ORF Vorarlberg: Die regionale Versorgung hat während der Corona-Krise allgemein an Stellenwert gewonnen. Fürchten Sie, dass Regionalität durch die Teuerung wieder an Wert verliert?

Totschnig: Wir beobachten eine sehr große Treue der Konsumenten zu österreichischen Produkten, auch zu Premiumprodukten. Da und dort gibt es natürlich Rückgänge, aber das ist auch abhängig von der Kundenbeziehung der jeweiligen Direktvermarkter. Im großen Trend sehen wir eine kleine Delle, was Premiumprodukte und regionale Produkte betrifft. Aber gleichzeitig sehen wir auch einen Trend in Richtung mehr Qualität, mehr Premium, mehr Tierwohl.

ORF Vorarlberg: Diese Delle sehen Sie also nicht als nachhaltig?

Totschnig: Wir schauen uns das Monat für Monat genau an. Ich halte mich da an die Fakten und möchte nicht spekulieren.

ORF Vorarlberg: Wie geht es den Bauern insgesamt in Österreich?
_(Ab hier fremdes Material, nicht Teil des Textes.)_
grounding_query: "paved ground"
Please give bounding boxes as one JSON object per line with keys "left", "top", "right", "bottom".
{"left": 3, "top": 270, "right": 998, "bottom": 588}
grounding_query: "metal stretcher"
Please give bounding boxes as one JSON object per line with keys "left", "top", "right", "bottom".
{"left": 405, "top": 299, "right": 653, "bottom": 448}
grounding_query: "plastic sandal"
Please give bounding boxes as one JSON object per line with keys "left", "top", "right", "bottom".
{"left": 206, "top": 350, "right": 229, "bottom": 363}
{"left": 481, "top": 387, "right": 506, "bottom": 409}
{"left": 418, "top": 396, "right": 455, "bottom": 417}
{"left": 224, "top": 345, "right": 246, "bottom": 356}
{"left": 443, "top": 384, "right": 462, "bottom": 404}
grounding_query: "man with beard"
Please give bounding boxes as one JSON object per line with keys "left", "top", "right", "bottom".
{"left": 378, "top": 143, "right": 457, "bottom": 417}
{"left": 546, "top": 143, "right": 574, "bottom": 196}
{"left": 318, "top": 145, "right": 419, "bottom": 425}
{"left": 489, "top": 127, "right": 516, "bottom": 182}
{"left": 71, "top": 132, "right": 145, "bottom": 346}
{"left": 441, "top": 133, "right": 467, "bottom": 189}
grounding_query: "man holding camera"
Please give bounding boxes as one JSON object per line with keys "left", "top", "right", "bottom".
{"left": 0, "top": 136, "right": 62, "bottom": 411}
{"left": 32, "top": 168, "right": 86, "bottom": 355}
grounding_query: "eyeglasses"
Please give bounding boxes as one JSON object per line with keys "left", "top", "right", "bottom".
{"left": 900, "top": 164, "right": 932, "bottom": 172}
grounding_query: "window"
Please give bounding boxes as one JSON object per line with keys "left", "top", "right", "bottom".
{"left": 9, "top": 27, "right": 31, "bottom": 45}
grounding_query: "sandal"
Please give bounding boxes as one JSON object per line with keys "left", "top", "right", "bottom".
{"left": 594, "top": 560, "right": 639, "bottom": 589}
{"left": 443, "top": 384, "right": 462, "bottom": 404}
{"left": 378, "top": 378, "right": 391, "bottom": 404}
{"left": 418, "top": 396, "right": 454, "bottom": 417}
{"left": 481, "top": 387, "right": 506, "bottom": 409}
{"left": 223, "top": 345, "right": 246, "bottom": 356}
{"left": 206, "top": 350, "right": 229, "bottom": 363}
Totschnig: Sie sind natürlich gefordert, auch durch die Inflation sowie die Kostensteigerungen im Bereich der Düngemittel, im Bereich der Futtermittel, im Bereich der Energiepreise. Das fordert die Höfe natürlich sehr. Deswegen war es wichtig, dass wir eine Entlastung setzen. Mit dem Versorgungssicherungspaket stellen wir 110 Millionen Euro zur Verfügung, um die ärgsten Kosten abzufedern. Jetzt kommen zusätzlich neun Millionen für den sogenannten geschützten Anbau dazu, also für Obst und Gemüse.